BELARUS: New amendments further curtail civil society rights
On 20 December urgent amendments to the Belarusian Criminal Code will come into force which impose jail terms of up to two years for anyone who facilitates or participates in group activities, works with unregistered organisations, appeals for assistance from foreign governments and organisations, or ‘discredits’ the Republic of Belarus in any way.
The vague wording of the amendments provides wide discretionary powers to the authorities, allowing them to label legitimate civil society activities as illegal attempts to discredit or harm the Belarusian state.
These amendments further constrain a civil society that has been under attack by the government since 2003. In the last three years, almost all critical non-governmental organisations (NGOs) in Belarus have been systematically silenced by a series of repressive laws and regulations. Registering a new NGO or legally obtaining foreign aid has become impossible. Most human rights organisations are currently working as unregistered, underground groups.
Some of the new amendments include:
The introduction of criminal sentences for the coordination of activities by an association or a foundation which has been suspended or liquidated (Article 193). Anyone who organises such activities may face a fine and six months in prison. In vaguely defined “serious cases,” one can be subjected to a “restriction of freedom” sentence for up to two years.
A regulation making “education or other forms of preparation” for mass demonstrations, or financing such actions illegal, and punishable by imprisonment for up to six months, or a ‘restriction of freedom’ sentence of up to three years (Article 293). Training or preparation of people for participation in group activities which “grossly violate public order,” as well as the financing or material support of such activity, can also lead to a jail term of up to two years (Article 342).
A new article on “discrediting the Republic of Belarus” which punishes those who provide “false information” to a foreign government or organisation, which is interpreted to misrepresent the political, economic, social, military or international situation of Belarus, its government agencies or the legal situation of its citizens.

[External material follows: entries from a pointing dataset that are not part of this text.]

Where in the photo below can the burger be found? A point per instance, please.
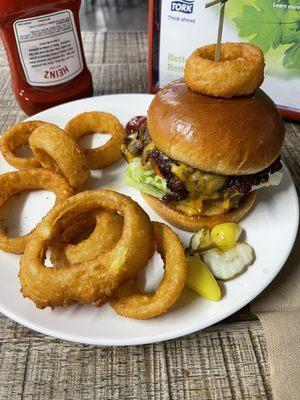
(198, 160)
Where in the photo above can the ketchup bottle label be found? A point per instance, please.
(49, 48)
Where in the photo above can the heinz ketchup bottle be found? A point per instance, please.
(44, 48)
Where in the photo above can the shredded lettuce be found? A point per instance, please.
(145, 179)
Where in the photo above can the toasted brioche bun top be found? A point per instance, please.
(237, 136)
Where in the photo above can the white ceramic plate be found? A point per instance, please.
(270, 227)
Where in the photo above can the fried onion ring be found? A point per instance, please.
(131, 303)
(103, 229)
(239, 72)
(16, 137)
(92, 281)
(16, 182)
(98, 122)
(58, 152)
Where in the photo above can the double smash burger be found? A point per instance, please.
(198, 160)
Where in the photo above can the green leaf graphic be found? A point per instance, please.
(292, 56)
(267, 25)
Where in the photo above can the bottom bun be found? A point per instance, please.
(194, 223)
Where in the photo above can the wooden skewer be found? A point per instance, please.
(220, 28)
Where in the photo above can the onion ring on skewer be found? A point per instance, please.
(93, 281)
(103, 228)
(98, 122)
(15, 137)
(16, 182)
(58, 152)
(130, 302)
(239, 72)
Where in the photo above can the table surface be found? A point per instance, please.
(225, 361)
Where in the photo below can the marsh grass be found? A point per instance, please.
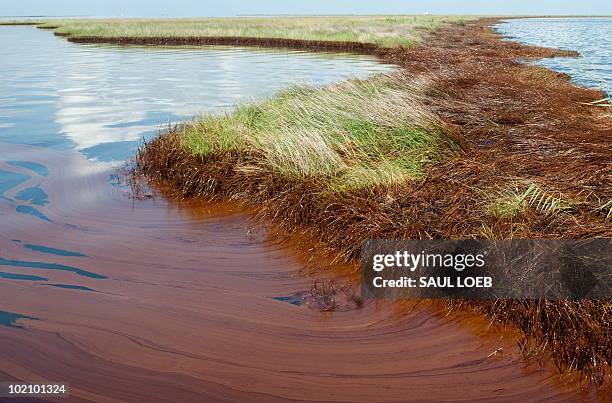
(386, 31)
(350, 135)
(510, 203)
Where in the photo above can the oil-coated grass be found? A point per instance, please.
(380, 30)
(357, 171)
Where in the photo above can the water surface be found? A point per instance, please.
(102, 100)
(591, 37)
(170, 300)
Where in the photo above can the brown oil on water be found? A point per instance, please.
(150, 300)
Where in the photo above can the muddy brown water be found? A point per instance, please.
(159, 300)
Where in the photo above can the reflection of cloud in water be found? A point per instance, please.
(100, 99)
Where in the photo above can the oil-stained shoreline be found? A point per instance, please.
(504, 115)
(418, 66)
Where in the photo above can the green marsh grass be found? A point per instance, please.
(386, 31)
(350, 135)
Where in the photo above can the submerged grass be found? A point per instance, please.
(384, 31)
(351, 135)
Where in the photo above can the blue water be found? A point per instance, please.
(592, 37)
(34, 195)
(102, 100)
(49, 266)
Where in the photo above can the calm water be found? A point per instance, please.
(592, 37)
(170, 300)
(102, 100)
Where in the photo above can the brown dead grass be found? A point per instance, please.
(516, 124)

Such actions are punishable by six months in jail, or a “restriction of freedom” sentence of up to two years.
Punishments for any person who appeals to foreign states or international organisations, “to the detriment of internal security, sovereignty or territorial integrity”, or disseminates material with such a call. Those who issue such appeals could be sentenced to prison for a period of six months to three years. If the information was distributed through mass media, those responsible could face jail terms from two to five years.

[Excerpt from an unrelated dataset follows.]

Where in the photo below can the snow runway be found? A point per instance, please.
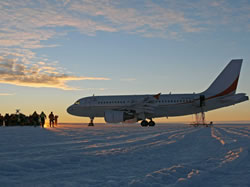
(125, 155)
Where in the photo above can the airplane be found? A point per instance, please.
(143, 108)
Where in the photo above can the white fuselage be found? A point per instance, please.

We fear the above amendments will further restrict the activities of independent civil society in Belarus. We urge the government of Belarus to:
Immediately repeal the new amendments, and refrain from introducing any future regulations harmful to freedom of association, expression and assembly in Belarus.
Review the restrictive registration and funding laws introduced over the last three years, particularly the Law on Public Associations adopted in August 2005, and repeal those articles which curtail the activities of civil society.
Recognise the vital role that civil society and independent media can play in ensuring a free and fair election in 2006, and work to guarantee they are able to operate freely without undue restrictions.